Jede dieser Altersgruppen hat eigene soziale, militärische oder auch politische Pflichten. Beispielsweise sind die jungen Männer aus der Gruppe der Oondaala dazu verpflichtet längere Strecken zu gehen, um zu jagen oder auch körperlich schwere Arbeiten zu verrichten. Drei Jahre vor dem Ende der Oondaala-Stufe versammeln sich die Mitglieder, um die zukünftigen Entscheidungsträger bzw. Gruppenführer (hayyu Gremium)zu wählen, welche anschließend ihr Präsidium gestalten, d.h. die exekutiven, Judikativen und rituellen Autoritäten bestimmen. In der Altersgruppe der Kuusa werden die vorhergehenden Gruppenvorsteher formell einer Behörde zugeteilt, obgleich sie de facto nur binnen ihrer eigenen Altersgruppe volle Autorität und Handlungsspielraum genießen. Ab der Altersgruppe der Raaba Doorii (32 bis 40 Jährige) darf offiziell geheiratet werden. Nach Beendigung dieser Stufe wird die prestigeträchtige Klasse der Yuba oder Gadaa erreicht.

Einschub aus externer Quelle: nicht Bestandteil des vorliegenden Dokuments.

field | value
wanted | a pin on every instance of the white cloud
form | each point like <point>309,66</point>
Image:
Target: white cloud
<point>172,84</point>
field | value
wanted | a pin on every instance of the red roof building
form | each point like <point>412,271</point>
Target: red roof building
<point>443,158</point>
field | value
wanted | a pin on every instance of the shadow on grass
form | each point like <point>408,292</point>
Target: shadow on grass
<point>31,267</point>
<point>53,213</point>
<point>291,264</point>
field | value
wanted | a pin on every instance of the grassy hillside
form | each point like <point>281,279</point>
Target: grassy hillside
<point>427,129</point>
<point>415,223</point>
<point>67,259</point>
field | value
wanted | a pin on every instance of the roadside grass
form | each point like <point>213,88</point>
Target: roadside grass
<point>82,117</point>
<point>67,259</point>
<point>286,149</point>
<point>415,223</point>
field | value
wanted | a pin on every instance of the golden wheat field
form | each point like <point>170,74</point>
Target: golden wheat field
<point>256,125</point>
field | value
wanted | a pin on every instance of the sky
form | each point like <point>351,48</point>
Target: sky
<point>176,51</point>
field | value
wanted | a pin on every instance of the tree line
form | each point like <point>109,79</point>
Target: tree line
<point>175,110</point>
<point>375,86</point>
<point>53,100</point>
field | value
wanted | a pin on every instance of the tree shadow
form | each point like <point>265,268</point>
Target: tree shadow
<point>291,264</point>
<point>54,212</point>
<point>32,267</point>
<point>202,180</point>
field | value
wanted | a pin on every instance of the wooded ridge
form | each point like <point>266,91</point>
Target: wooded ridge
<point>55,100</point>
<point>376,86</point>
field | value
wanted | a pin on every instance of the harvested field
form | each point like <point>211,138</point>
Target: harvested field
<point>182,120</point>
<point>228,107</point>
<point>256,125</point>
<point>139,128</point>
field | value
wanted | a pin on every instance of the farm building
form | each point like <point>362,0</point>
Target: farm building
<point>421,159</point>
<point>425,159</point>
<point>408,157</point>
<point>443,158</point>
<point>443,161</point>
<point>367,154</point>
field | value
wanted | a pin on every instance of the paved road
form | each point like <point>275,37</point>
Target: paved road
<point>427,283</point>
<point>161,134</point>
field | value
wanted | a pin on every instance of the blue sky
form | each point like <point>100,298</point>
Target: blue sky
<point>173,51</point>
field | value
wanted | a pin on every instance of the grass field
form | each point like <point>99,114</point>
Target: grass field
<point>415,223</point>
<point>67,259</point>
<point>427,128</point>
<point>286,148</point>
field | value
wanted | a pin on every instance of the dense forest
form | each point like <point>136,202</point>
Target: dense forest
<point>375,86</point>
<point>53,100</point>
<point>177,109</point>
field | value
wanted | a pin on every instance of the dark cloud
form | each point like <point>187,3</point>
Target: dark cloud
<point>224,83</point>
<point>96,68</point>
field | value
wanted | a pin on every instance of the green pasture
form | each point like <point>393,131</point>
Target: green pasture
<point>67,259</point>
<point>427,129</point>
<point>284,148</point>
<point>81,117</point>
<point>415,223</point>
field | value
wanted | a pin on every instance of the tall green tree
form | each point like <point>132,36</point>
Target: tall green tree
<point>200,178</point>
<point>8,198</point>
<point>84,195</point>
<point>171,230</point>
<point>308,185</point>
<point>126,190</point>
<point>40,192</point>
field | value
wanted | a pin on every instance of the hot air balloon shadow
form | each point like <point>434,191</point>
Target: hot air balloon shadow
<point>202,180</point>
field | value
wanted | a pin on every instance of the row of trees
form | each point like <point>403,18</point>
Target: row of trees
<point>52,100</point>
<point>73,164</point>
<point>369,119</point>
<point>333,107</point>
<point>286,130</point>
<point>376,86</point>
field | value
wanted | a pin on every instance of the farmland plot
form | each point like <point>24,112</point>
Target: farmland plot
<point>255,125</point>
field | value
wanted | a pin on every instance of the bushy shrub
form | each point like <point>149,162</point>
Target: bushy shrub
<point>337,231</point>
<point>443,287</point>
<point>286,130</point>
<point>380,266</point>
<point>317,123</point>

Sowohl die Gadaa- als auch die Yuba-Klasse wird im Gadaa-System als bedeutendste Altersgruppe betrachtet. Dort angekommen erreichen die Mitglieder erstmals einen vollwertigen und renommierten Status, welcher sie letztlich zur politischen Elite des Gadaa-Systems etabliert. Die regierenden Gadaas bestehen aus neun Hauptämtern. Diese sind:  Abbaa Bokku  (der Präsident sowie zwei Vize-Prädsidenten ), Abbaa Chaffe  (der Vorsitzende der Versammlung), Abbaa Dubbi  (der Präsident des Oberhauses und der Versammlung), Abbaa Seera  (der Verantwortliche in Rechtsfragen der Versammlung), Abbaa Alanga  (der Justizminister), Abbaa Duula  (der Verteidigungsminister), Abbaa Sa’a  (Wirtschafts und Finanzminister).

Das Gadaa-System wurde im Zuge der abessinischen Kolonialisierung zunächst durch die progressive Christianisierung und Islamisierung unterminiert; zu letzt sogar vernichtet und verboten. Sowohl das Christentum als auch der Islam erwiesen sich als inkompatibel mit den Wertevorstellungen und Denkmustern des Gadaa-Systems; insbesondere bezüglich ihrer religiösen Haltung des absoluten alleinigen Wahrheitsanspruches.  
Allerdings hatten auch die Oromos einen monotheistischen Glauben. Dieser nennt sich Waaqeffannaa und ist eine traditionelle Naturreligion.